Palestinos buscam novos refúgios, enquanto a ajuda humanitária é interceptada por colonos israelenses ultra-direitistas
Em resposta à escalada da violência, famílias palestinas buscam refúgio em meio aos escombros enquanto a ajuda humanitária é interceptada por colonos.
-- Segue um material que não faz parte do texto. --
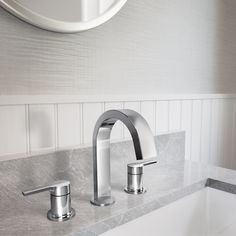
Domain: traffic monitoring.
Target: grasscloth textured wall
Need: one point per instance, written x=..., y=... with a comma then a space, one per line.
x=150, y=46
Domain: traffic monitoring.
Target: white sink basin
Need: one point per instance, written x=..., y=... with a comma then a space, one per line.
x=207, y=212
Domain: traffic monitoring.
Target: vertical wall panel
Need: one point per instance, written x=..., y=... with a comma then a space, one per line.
x=174, y=115
x=210, y=126
x=233, y=136
x=12, y=130
x=162, y=117
x=206, y=131
x=148, y=112
x=133, y=106
x=225, y=136
x=186, y=125
x=91, y=112
x=214, y=133
x=42, y=127
x=69, y=121
x=117, y=130
x=196, y=130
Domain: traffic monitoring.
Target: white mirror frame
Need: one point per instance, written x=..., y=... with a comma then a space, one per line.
x=40, y=21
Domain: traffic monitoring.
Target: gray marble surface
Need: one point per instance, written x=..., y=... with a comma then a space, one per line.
x=171, y=179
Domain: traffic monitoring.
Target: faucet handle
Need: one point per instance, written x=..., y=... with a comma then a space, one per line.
x=135, y=176
x=57, y=188
x=61, y=209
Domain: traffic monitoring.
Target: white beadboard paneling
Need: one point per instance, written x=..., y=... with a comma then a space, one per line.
x=209, y=123
x=133, y=106
x=233, y=136
x=174, y=115
x=117, y=130
x=206, y=130
x=148, y=109
x=186, y=124
x=13, y=137
x=69, y=125
x=91, y=112
x=214, y=133
x=196, y=130
x=225, y=132
x=42, y=127
x=162, y=117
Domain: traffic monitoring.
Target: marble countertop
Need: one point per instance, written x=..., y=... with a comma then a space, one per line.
x=165, y=182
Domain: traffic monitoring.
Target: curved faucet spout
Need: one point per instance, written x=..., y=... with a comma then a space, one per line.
x=144, y=146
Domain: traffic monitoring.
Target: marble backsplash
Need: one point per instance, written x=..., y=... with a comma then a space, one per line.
x=43, y=169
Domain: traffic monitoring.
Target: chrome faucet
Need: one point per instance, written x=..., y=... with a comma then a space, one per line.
x=144, y=147
x=61, y=209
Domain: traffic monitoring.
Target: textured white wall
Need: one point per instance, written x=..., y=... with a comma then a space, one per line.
x=151, y=46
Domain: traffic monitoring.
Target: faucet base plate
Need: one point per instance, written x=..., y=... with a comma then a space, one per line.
x=136, y=191
x=65, y=217
x=103, y=201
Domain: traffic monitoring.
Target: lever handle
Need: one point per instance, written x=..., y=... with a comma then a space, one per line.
x=57, y=188
x=60, y=199
x=137, y=167
x=135, y=176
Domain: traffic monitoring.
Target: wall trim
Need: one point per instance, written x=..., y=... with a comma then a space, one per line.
x=64, y=99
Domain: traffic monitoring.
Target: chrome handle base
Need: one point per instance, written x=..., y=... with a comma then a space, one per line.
x=60, y=196
x=103, y=201
x=135, y=176
x=58, y=218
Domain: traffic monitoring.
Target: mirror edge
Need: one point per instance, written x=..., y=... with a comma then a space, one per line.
x=45, y=23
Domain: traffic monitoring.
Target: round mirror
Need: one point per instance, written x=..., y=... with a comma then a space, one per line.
x=66, y=16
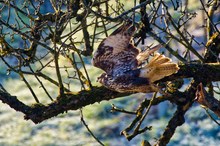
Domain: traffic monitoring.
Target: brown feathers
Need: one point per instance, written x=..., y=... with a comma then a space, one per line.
x=121, y=61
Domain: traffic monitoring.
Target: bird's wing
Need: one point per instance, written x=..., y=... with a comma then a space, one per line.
x=116, y=54
x=158, y=68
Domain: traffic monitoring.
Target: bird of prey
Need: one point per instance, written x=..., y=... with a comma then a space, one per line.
x=122, y=63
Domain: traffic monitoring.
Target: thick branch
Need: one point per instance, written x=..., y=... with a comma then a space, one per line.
x=71, y=101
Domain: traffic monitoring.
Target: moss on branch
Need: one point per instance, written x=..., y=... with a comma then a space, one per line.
x=74, y=101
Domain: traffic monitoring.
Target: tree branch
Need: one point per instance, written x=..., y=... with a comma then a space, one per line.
x=74, y=101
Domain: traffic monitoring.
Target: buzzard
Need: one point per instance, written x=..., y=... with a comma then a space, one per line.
x=122, y=63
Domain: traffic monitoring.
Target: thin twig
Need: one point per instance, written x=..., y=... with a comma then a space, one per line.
x=87, y=127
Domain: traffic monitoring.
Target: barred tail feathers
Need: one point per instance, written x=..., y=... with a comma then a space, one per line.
x=158, y=68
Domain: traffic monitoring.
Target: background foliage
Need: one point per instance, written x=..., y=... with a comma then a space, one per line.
x=67, y=128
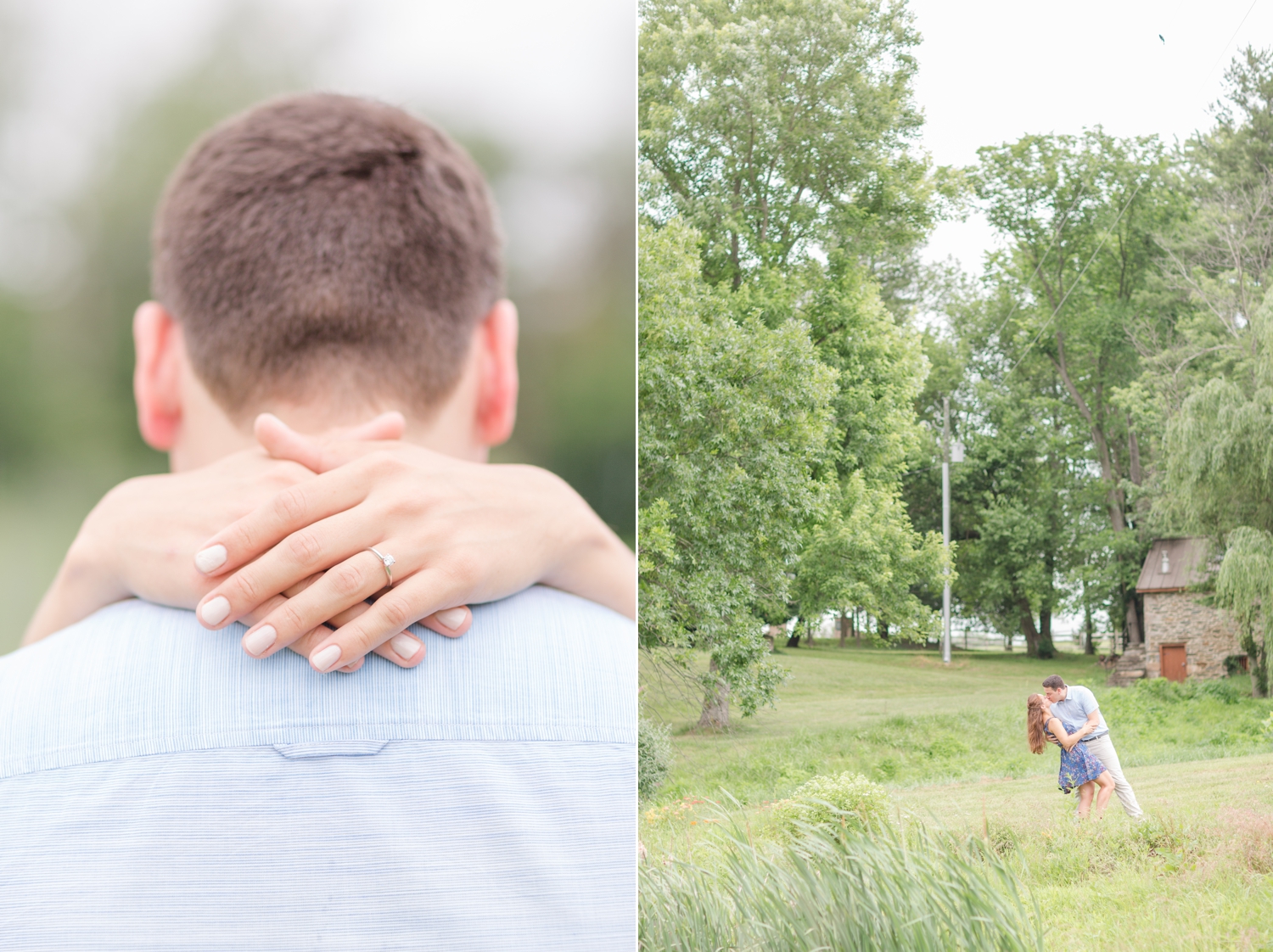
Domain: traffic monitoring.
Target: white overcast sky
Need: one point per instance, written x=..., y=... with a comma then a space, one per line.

Palestinos abrigados em Rafah buscam novo refúgio na praia e nos escombros de suas casas. Foto: Redes sociais/ UNRWA

Cerca de 450 mil moradores de Rafah foram forçados a fugir da cidade desde 6 de maio, segundo a Agência das Nações Unidas de Assistência aos Refugiados da Palestina no Oriente Médio (UNRWA em inglês). Em sua conta do Twitter, a porta-voz da organização da ONU, Louise Wateridge, disse que Rafah agora é uma cidade fantasma, “é difícil acreditar que havia mais de 1 milhão de pessoas abrigadas aqui há apenas uma semana”.  As famílias palestinas deslocadas estão tentando se refugiar em escombros de seus lares ou à beira mar, na cidade beduína de Al-Mawasi.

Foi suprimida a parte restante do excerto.